History of the Stagecoach Inn
(Oldest Inn in America)
(Courtesy of Stagecoach Inn, Groton)
Click here to go to Stagecoach Inn web site

128 Main St, Groton, MA 01450
(978) 448-5614

 The Reverend Samuel Willard proprietor and first Minister of the town of Groton was the first owner of the land on which the Inn stands today. The town of Groton was probably named for the ancestral home of John Winthrop's family. The main building was the home of Rev. Samuel Dana. He was dismissed from the church and town for preaching a warm defense of George III. During King Phillips war, forty homes were destroyed by the Indians, the Dana House among them. The home was later rebuilt and successfully defended in 1694. One of the of the five houses not burned was Richardson Tavern, which was erected in 1678 and a section of it was rolled up to the Inn and attached.

 In 1714, the towns third meeting house was moved and became part of the Inn in 1754. Use of the building as a Revolutionary tavern dates to the period 1765 to 1770. Innholders in that period were captain Jephthal Richardson and Captain Jonathan Keep. He named the tavern “Captain Keep 's Tavernstand .''

 Next were Captain Keep's brothers, Isaiah and Joseph, who were landlords until 1798. After that the history gets a bit confusing. Apparently, in 1798 Joseph Hoar sold Emerson Tavern (then called “Mr. Hoar's Hotel “). To acquire the inn, Mr. Hoar ran the Inn until 1843, except in 1836 when Moses Gill and his brother-in-law, Henry Lewis Lawrence, were landlords.

 The Inn then became a Temperance House under Mr. Thomas Treadwell Farnsword until 1852. Daniel Hunt was the Keeper of the Inn from 1852 to 1884 when it was known as “Hunt's Tavern''. James Minot Colburn took over in 1854, naming the Inn, “Colburn’s Tavern”.

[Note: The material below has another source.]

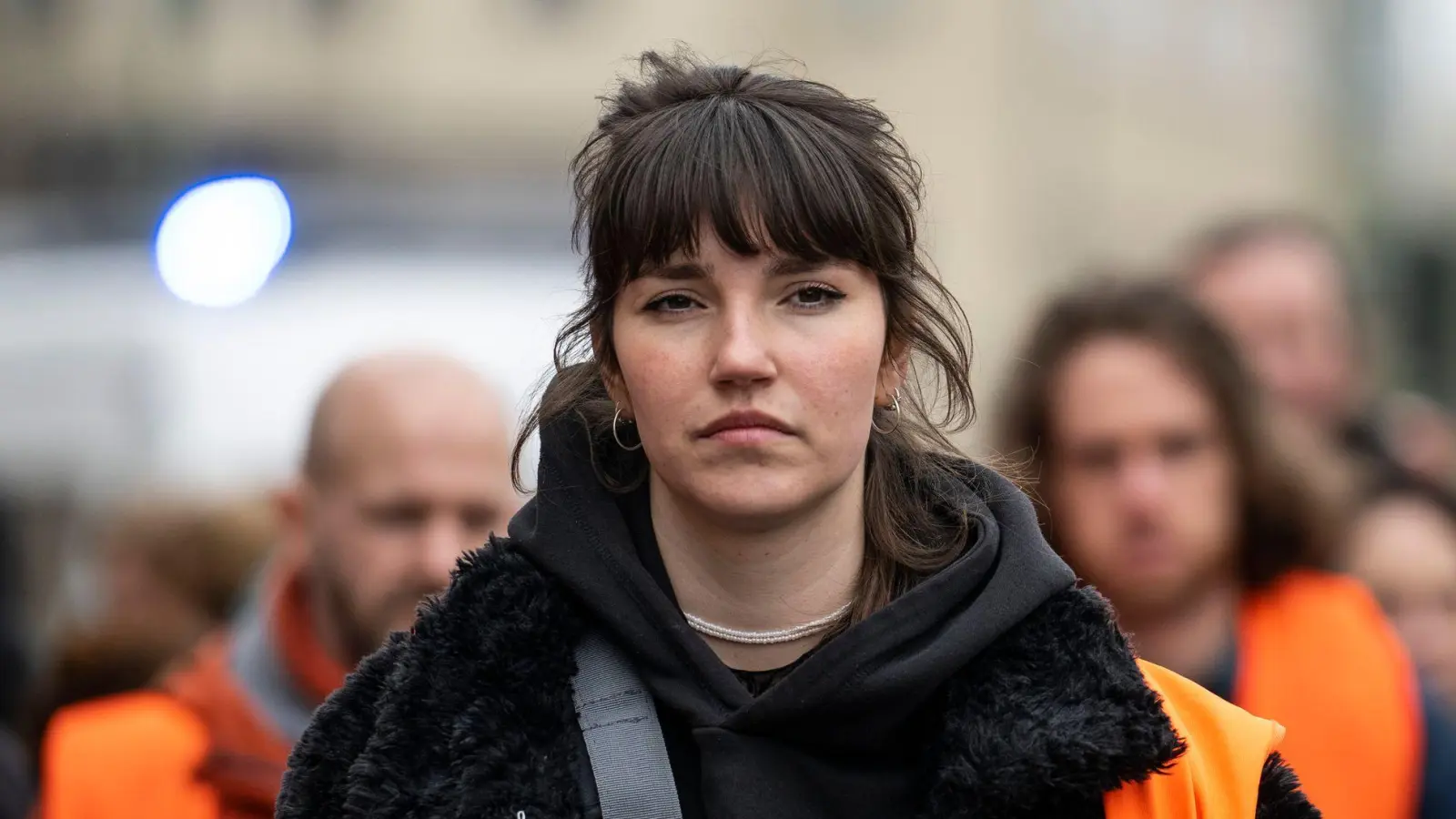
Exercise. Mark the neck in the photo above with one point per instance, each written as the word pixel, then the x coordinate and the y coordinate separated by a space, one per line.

 The list of historic personages who left their names in the Inn 's register is impressive. It includes President Ulysses S. Grant, Longfellow, Luther Burbank, Andrew Carnegie, Henry Ward Beecher, President Grover Cleveland and Alice and Eleanor Roosevelt. William Howard Taft stayed at the Inn on Election night in 1908.

From 1797 to 1847 the Inn was the meeting place of St. Paul's Masonic Lodge. Grand Master Paul Revere presided over the installation ceremonies during this period. Masons have acknowledged the Inn as the nation's oldest Masonic meeting place. The Inn was also a stopover for stagecoaches from all over New England which is why it was renamed from Groton Country Inn to Stagecoach Inn as we know it today.

 Today the Inn is owned and operated by George Pergantis, also Master Chef at the Inn. Born in Greece in 1930, on the island of Andros, he worked as a furniture maker and then was 3rd Captain on a Greek ship. He married and had three sons. He has been renovating the Inn since 1977. Opening day of the Inn was December 15, 1990, which marked a new era in the history of the Inn.

Mr. Pergantis hopes the Inn will be as it was in the past to the citizen of Groton and neighboring towns. A meeting place for friends to enjoy, whether to have a family function or a quiet dinner or overnight stay in one of the hand hewed pine canopy beds made by George himself.